Prof. Dr. Erhan konuşmasında, “Herkesin bildiği yanlış galat-ı meşhur, Lozan’ın gizli maddelerinin olduğu ve 100 yıl sonra kalkacağıdır. Lozan’ın gizli maddesi yoktur. Belgenin aslı, depozitör ülke olan Fransa’dadır. Böyle bir şey olsaydı bugüne kadar patlak verirdi.” dedi. Günümüzde rivayet edilen bir diğer yanlışın da Amerikan Kongresinin Lozan Barış Antlaşmasını onaylamayı reddetmesi olduğuna değindi. Erhan, ABD’nin Lozan’ın tarafı olmadığını, Osmanlı ile hiç savaşmadığını hatırlattı. “Dolayısıyla ABD’nin Sevr’de olduğu gibi Lozan’da imzası yoktur, çünkü taraf değildir. ABD, Türkiye’nin sınırlarını tanıyor ve bugün NATO çerçevesinde de müttefikler. Reddedilen, yine Lozan şehrinde imzalanan, Türkiye -ABD diplomatik ilişkilerinin tekrar başlatılmasına yönelik başka bir anlaşmadır.” diyerek önemli bir hususa parmak bastı.

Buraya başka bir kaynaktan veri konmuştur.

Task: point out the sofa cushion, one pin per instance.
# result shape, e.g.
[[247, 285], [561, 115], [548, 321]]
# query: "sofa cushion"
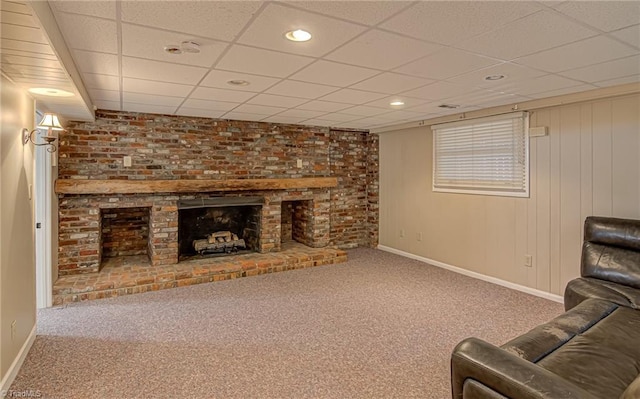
[[633, 390], [580, 289], [611, 250], [544, 339], [605, 359]]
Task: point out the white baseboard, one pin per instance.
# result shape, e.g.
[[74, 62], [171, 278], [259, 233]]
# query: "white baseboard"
[[17, 363], [494, 280]]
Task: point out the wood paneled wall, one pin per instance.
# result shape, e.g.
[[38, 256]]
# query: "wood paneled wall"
[[589, 164]]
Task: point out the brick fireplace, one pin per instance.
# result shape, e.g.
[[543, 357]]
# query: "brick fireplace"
[[99, 219]]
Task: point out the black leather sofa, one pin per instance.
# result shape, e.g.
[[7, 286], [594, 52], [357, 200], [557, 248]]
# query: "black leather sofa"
[[590, 351]]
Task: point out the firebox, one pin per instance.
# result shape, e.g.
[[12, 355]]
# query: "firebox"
[[218, 226]]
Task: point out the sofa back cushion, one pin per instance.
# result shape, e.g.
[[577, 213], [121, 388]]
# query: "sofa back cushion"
[[611, 250]]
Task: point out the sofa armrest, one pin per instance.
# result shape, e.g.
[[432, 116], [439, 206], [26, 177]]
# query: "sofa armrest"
[[507, 374]]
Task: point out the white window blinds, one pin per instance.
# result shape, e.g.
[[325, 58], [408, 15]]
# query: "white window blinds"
[[483, 156]]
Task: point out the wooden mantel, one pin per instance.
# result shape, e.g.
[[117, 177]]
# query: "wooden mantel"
[[74, 186]]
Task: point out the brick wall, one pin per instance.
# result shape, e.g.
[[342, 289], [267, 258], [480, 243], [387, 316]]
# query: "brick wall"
[[176, 147]]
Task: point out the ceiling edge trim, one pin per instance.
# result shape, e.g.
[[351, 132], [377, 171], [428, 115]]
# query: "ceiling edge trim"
[[45, 19], [590, 95]]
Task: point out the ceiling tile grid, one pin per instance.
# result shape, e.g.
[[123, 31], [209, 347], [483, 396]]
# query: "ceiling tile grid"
[[362, 56]]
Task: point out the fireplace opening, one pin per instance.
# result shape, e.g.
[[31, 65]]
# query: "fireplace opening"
[[218, 226], [296, 217], [125, 232]]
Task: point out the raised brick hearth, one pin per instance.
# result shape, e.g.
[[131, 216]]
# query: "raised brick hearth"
[[81, 224], [133, 274]]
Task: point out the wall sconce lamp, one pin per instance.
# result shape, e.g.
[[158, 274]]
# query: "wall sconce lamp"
[[50, 122]]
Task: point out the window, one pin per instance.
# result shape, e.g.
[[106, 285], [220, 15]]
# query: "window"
[[483, 156]]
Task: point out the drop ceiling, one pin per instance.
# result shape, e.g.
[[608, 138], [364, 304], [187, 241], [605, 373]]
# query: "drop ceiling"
[[362, 56]]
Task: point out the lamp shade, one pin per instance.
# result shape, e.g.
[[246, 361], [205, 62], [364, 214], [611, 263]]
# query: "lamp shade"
[[51, 121]]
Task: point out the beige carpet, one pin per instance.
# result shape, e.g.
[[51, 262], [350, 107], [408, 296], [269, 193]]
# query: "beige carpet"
[[378, 326]]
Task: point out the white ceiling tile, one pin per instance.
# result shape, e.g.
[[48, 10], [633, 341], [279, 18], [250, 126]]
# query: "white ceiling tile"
[[108, 105], [629, 35], [540, 31], [13, 18], [319, 122], [398, 50], [242, 116], [142, 42], [15, 7], [385, 102], [161, 71], [390, 83], [331, 73], [451, 22], [212, 19], [363, 110], [11, 44], [95, 8], [209, 93], [97, 63], [104, 95], [604, 15], [261, 62], [301, 89], [559, 92], [340, 117], [575, 55], [104, 82], [512, 72], [30, 61], [606, 71], [209, 105], [302, 113], [446, 63], [23, 33], [619, 81], [540, 84], [365, 12], [219, 79], [351, 96], [283, 119], [258, 109], [202, 113], [150, 99], [325, 106], [268, 29], [278, 101], [438, 90], [153, 87], [152, 109], [88, 33], [485, 98]]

“İsmet Paşa, savaş kazanmış komutan olarak psikolojik üstünlük sağladı”

Erhan’a göre Lozan, bir sistemdir. Lozan Barış Antlaşması bunlardan bir tanesidir. Boğazlar Sözleşmesi, Mübadele Sözleşmesi, pek çok mektup, konvansiyonlar gibi pek çok detayı vardır. Musul gibi bazı konularda da Lozan’da çözülmemiştir. Atatürk’ün Lozan heyetinin başına savaş kazanmış bir komutanı, İsmet Paşa’yı göndermesi ise psikolojik üstünlük sağlamak içindir. İtilaf Devletlerinin ilk golü burada yediğini ifade eden Erhan, Atatürk’ün, topla tüfekle kazandığın toprağı, masada vermeyeceksin” sözünün de önemli olduğunu vurguladı.

“Kapitülasyonlar, Musul, Ermenistan, 3 kırmızı çizgimiz”

Erhan ayrıca Lozan Heyetine Ankara Hükümeti tarafından 14 maddelik bir talimat listesi verildiğini anlatarak, “3 tane de kırmızı çizgimiz vardı. Birincisi kapitülasyonların kaldırılması. İkincisi Musul. Üçüncüsü de Ermenistan meselesidir. Atatürk, bunlar masaya gelirse, sormana gerek yok, kalk gel demiştir.” açıklamasını yaptı. Tutanaklara baktığınızda İsmet Paşa’nın, “Tarihsel olarak Musul bizimdir ve halk bize bağlı olmak istiyor. Koyun sandığı, referandum yapın. Musul vilayetine bağlı sancaklara Sorun. Kime bağlanmak istiyorlar.” dediğini görüyoruz. Araplar hariç, Türkler, Kürtler iradelerini Türkiye’den yana ortaya koymuşlar. Ama o dönemde bölgede petrol bulunmuş ve bize vermeyecekleri de belli. Lord Curzon, “Bu halk demokrasiden anlamaz, sandığı bomba zannederler” diyerek referanduma yanaşmıyor.” açıklamasını yaptı.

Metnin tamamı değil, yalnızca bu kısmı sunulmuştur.